A plastic soup of: lego bits…curtain hooks…fishing beads…roofing screw caps…razor parts…bungs
stoppers bob along to wash up on the beach. Storm drains and landfill sites pour their sins into the sea. We can always take photos and disposable notes. In real life, we are miniseas, our tears mini ponds, an excessive species, our bodies like water unused, unsung.
Refugees as mayflies fluctuate on an unstable piece, trapped, a single day of life: the price of survival is silence, unnamed. Inside the boat we had a really small infant, he was suffering from fever and his father was like, praying to God. He brought a bag of balloons and he started to blow them one by one. We were like, watching them, like bubbles in wind. The sea is an open body wounding. Sometimes I dream of fishtail, which means something terrible or marriage. The others use my arm as support, I feel the smell of rubber still open behind me and wood shrinks when rising fallen people wide-scream in the big waves, the balloons are stronger than us and will survive.
We never know where we are with water, the beautiful skin of water.
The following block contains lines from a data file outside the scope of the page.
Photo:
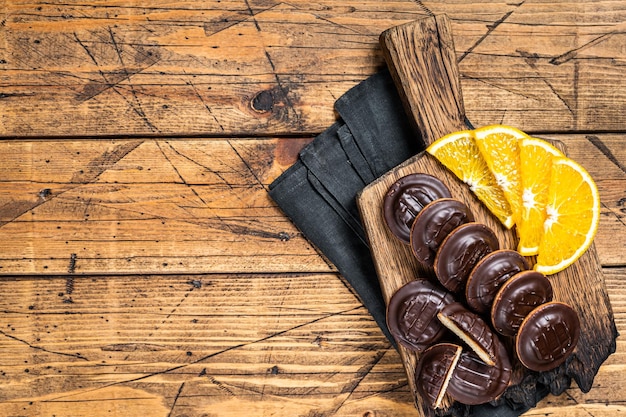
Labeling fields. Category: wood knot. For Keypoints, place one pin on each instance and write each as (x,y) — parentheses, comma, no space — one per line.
(263,101)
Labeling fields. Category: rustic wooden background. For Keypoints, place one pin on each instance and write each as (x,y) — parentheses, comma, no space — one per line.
(144,268)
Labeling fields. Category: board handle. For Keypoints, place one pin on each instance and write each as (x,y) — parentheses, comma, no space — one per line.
(422,62)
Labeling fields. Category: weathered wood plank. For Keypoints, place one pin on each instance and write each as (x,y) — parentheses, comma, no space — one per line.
(217,67)
(176,206)
(541,65)
(168,206)
(232,67)
(227,345)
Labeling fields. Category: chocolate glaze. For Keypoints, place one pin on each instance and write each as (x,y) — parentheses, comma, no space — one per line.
(405,199)
(433,369)
(412,314)
(474,382)
(473,329)
(433,224)
(460,252)
(517,298)
(489,274)
(547,336)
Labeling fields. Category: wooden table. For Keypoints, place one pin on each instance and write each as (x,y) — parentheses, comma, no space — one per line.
(145,270)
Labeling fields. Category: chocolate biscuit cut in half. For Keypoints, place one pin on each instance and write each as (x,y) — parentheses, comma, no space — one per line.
(412,314)
(434,370)
(474,382)
(433,224)
(547,336)
(459,253)
(516,298)
(406,197)
(473,330)
(489,274)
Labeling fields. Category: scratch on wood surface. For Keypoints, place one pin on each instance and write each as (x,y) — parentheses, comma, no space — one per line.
(207,357)
(42,349)
(490,29)
(597,142)
(96,167)
(180,390)
(205,104)
(111,79)
(573,53)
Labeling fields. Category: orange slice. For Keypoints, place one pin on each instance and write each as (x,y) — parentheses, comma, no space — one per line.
(572,215)
(498,145)
(535,168)
(459,153)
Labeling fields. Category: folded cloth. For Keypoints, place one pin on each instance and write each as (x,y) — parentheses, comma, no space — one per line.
(318,193)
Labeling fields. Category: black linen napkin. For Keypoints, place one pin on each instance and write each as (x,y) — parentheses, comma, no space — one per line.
(318,193)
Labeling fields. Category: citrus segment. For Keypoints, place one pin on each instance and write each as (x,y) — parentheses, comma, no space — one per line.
(572,215)
(535,169)
(498,145)
(459,153)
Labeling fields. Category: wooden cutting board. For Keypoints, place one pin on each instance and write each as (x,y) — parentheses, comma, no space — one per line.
(421,58)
An almost available lover, yet
unstable, we expect him to behave but he is constantly broken, unruly, disordered, everywhere: small fires are commonplace.
I write in blood, like a prisoner deprived of pigments and witch oils. I bite my arm, suck the blood,
the wound hurts like water burnt, an awful red. The drama of the Mariner is paying attention to the
wrong things. In my narcotic wilderness, I hear the skylark sing, a high, uncertain pain that passes light
like night.
From land to land, the spirit slides when I move my lips. The pain persists, until I tell my
story.
♦
Mélisande Fitzsimons is a French poet and translator who lives in Plymouth. Her work has been published in the UK, US, Australia and France. Sirène was published in France in 2018 and her first collection in English, A Language of Spies, was published by Crafty Little Press in 2019. She is currently working on a series of prose poems inspired by fairy tales and myths.